63 Tiffany’s tenant association said it had an earlier agreement with C.H.T. Place establishing quarterly meetings and committing each party to ongoing communication. Leyva said he was under the impression that Langer was open to the idea of giving residents a chance to purchase the building themselves, but then the landlord withdrew from the agreement in September.
Councilmember Shahana Hanif, who represents the district, sent him a letter not long after asking him to reconsider. “He must come back to the table, listen to the tenants’ demand on what it should look like for them to stay at 63 Tiffany Place,” she said at the rally.
Residents are advocating for a particular local non-profit to make a preservation purchase. Tenants say that as long as they can’t be their own landlords, they want one that they can trust is committed to long-term affordability and stability.

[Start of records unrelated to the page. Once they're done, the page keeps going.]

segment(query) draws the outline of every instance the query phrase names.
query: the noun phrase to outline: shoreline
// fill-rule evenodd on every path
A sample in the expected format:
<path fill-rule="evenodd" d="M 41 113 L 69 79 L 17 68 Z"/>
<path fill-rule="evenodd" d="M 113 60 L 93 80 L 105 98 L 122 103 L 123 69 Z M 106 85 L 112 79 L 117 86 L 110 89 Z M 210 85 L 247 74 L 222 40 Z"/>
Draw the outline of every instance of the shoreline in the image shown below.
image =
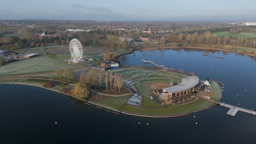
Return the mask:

Residents of 63 Tiffany Place now wait—but not passively. When Leyva isn’t taking care of his son, he’s usually making and hanging up flyers around the neighborhood or attending Zoom meetings with other housing advocates.

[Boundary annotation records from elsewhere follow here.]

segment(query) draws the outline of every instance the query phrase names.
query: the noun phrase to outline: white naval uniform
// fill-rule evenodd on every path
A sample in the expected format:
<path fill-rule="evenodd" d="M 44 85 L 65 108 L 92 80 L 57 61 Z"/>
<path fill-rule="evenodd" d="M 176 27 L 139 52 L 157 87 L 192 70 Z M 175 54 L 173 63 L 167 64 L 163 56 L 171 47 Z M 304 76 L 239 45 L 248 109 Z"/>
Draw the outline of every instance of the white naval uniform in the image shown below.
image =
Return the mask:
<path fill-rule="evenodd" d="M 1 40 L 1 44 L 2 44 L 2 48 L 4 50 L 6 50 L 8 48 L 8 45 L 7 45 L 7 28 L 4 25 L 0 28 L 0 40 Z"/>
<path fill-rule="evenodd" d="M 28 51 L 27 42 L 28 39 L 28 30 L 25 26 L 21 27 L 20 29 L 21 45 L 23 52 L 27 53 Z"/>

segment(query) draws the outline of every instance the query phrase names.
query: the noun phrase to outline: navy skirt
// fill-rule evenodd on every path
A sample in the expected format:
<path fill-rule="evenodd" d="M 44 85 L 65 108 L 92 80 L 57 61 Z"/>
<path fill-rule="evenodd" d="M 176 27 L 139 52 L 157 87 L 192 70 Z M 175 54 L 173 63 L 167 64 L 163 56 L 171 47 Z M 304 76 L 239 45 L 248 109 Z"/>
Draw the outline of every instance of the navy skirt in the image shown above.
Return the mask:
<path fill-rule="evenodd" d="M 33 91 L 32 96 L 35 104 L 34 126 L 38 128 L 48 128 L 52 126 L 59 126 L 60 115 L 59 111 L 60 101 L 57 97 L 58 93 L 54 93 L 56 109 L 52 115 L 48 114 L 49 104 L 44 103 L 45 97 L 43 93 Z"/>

On a recent Tuesday night, he was visited by a class of students from City College who were learning about tenant takeovers. Sitting around a wooden conference table in the backroom of the Carroll Gardens Association, the young students munched on pizza while Leyva answered questions. He recalled how, when he was 20, he worked in the women’s shoe department at Bloomingdale’s while renting an apartment in Washington Heights, and owned a car.
“I was able to do that on minimum wage,” he said. “I don’t know how we got to this point,” he added, telling the students that he was more concerned for their generation’s struggles, from student loans to soaring housing costs.
He continues to organize, and dozens of his neighbors are there with him. They inform each other on the latest legal updates about the building and stand at rallies holding signs. “We should be able to age in place with dignity and in the community that we’ve helped build,” Leyva said.